Which brings us back to the white-robed crowd at the Gridiron, an audience that included senators, governors, generals, cabinet secretaries and heads of international institutions. It’s a slice of Washington that’s keen to feel bipartisan, with balanced displays of Democratic and Republican gags, topped with retro homages to things we have in common (color presentation by a military band; toast to the president).

What it did not include, this year, was any incumbent GOP member of the House or Senate.

The only incumbent GOP elected official was last year’s Republican president, New Hampshire Gov. Chris Sununu, whose own star turn at the 2022 dinner party involved a much more comedic skewer of Trump — and who has also benefited from the willingness of the establishment to accommodate a conservative who will join in traditional pastimes and sometimes strike right.
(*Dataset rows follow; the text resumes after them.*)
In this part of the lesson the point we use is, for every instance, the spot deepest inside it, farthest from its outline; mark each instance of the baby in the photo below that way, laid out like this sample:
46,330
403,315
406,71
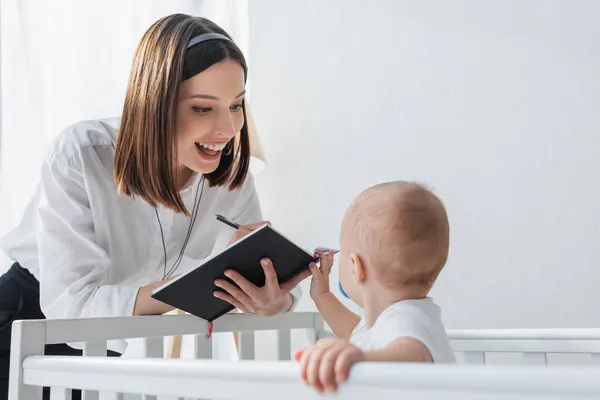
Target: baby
394,243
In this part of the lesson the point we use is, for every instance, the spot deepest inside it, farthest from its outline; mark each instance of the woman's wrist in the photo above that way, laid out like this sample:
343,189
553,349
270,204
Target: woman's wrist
146,305
289,303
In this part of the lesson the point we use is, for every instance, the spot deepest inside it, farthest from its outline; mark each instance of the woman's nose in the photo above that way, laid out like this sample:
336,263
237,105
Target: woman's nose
225,124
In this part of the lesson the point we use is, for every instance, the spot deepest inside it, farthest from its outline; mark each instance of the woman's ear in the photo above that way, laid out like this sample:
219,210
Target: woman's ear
358,268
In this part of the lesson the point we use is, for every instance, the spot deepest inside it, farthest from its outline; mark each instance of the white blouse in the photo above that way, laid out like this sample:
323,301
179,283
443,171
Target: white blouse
92,249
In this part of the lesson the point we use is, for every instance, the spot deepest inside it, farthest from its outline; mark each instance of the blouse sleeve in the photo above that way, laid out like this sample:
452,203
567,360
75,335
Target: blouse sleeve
72,267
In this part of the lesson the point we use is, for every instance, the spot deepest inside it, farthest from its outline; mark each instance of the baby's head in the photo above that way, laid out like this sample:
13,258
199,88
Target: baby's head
394,239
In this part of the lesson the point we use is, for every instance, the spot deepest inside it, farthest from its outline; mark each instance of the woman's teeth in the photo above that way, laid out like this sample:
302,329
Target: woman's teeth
215,147
210,149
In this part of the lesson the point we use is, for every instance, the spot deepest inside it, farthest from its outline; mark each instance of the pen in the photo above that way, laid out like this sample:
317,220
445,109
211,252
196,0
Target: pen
227,222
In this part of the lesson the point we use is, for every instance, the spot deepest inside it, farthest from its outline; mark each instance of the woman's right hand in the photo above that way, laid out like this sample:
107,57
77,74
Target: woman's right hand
246,229
320,276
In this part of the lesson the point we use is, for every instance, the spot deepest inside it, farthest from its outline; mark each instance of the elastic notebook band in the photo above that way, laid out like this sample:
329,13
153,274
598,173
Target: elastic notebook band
207,36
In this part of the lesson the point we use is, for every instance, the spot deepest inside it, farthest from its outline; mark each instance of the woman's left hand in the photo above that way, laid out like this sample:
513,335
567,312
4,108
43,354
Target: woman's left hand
270,299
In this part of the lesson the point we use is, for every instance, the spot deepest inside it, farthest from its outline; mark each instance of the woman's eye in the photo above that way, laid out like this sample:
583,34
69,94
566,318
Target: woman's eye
202,110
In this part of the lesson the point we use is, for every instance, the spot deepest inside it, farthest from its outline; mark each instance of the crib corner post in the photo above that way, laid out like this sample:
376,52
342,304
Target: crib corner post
318,327
284,345
28,338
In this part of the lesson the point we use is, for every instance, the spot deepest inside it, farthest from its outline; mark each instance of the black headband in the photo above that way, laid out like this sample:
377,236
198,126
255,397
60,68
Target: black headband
207,36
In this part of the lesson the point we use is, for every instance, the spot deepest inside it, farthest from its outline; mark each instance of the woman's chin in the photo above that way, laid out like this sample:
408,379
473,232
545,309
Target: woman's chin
204,167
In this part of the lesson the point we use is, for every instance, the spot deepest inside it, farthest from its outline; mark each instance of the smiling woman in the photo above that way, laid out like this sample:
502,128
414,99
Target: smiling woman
125,204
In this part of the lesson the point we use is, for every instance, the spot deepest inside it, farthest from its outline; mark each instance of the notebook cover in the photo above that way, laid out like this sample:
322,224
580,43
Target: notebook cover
193,291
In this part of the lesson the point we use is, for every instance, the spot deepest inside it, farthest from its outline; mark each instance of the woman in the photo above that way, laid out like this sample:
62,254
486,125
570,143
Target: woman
124,205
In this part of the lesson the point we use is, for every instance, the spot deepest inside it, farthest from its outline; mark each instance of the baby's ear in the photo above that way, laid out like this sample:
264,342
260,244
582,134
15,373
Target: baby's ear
358,268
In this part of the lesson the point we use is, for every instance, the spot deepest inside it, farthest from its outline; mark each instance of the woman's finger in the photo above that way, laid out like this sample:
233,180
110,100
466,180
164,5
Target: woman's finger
228,298
271,281
292,283
244,284
256,225
315,271
234,291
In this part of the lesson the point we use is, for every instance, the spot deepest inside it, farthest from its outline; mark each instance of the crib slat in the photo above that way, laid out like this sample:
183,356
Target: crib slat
202,347
317,329
152,348
474,357
93,349
535,358
246,345
111,396
284,344
60,393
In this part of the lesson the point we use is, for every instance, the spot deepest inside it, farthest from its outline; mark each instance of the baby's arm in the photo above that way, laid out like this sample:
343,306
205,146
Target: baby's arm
327,364
341,320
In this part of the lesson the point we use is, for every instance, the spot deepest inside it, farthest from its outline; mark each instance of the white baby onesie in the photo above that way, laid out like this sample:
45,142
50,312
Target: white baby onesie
419,319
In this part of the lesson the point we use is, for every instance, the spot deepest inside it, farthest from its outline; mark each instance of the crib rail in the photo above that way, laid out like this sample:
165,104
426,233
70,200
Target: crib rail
275,380
30,336
534,344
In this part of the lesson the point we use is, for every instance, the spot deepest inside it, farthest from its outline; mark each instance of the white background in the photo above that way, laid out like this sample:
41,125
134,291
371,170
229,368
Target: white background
495,104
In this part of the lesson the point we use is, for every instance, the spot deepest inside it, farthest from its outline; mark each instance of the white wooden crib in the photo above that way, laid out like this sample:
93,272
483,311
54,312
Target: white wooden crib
109,378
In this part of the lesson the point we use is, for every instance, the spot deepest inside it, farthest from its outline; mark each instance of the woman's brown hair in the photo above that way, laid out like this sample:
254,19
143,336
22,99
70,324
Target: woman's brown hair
146,151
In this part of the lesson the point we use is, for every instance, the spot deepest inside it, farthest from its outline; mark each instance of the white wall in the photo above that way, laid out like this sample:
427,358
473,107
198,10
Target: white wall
495,104
68,60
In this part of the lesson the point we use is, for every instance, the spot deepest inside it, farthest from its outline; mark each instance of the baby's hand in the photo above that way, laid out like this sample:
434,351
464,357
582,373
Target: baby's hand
320,276
327,364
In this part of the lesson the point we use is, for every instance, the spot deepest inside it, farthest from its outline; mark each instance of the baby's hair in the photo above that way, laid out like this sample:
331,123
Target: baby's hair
402,228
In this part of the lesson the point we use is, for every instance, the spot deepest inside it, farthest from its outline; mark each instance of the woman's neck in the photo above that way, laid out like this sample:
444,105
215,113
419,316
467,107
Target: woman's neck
184,174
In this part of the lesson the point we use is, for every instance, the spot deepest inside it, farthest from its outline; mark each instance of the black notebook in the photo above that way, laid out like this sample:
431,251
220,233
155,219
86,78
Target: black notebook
193,291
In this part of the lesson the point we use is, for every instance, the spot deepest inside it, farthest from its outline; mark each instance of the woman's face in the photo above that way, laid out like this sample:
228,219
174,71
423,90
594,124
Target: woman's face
209,115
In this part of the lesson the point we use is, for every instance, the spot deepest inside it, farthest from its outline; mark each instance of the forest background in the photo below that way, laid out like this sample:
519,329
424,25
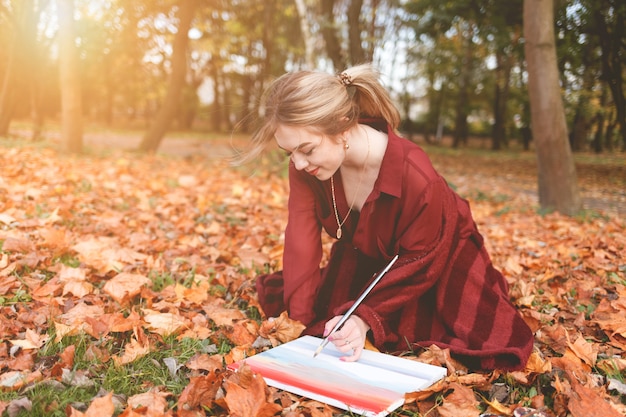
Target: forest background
126,279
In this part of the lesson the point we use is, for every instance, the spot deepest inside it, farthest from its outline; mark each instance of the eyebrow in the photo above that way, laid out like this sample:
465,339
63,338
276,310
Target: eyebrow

We have entered a time in our country where the political logic within one of our two political parties is to steer clear of officially non-partisan legacy institutions, from media to culture. Top GOP politicians like Ron DeSantis limit their media appearances to conservative outlets, even canceling Sunday shows that were once derided as milquetoast. The incentive structure of Republican politics encourages candidates to dissociate American institutions from Disney to the NFL for allegedly being caught by the wokes. A night out with Washington elites dressed as 1920s butlers isn’t exactly a surefire political winner. (Fortunately, this takes place off-camera.)

We’ll know soon enough whether this separation will matter when it comes to a general election where you have to win votes from people outside the conservative culture. Once exposed to mainstream platforms, could a GOP candidate present himself as a boxer who hasn’t had enough advanced fight training?

But I think we’re already seeing the impact among people who exist in mainstream institutions who rely on being seen as bipartisan. We too lack practice, easily seduced by a minimum of bonhomie.

It’s pretty clear, by the way, that Pence’s team knew that too. Advisor Pence Marc Short told my colleague Adam Wren this weekend that they believed appearance would improve the disposition of a political elite who had already struck off the former vice president. “It was a different audience for him,” Short said.

Of course, there’s always a bar for humor, says Parvin, a 40-year veteran of Gridiron routines: “You live or die by the joke.”

“Pence received a standing ovation, which tells me that people want to feel better about each other and get life back to normal,” he told me this week via email. “Humor can help do that.”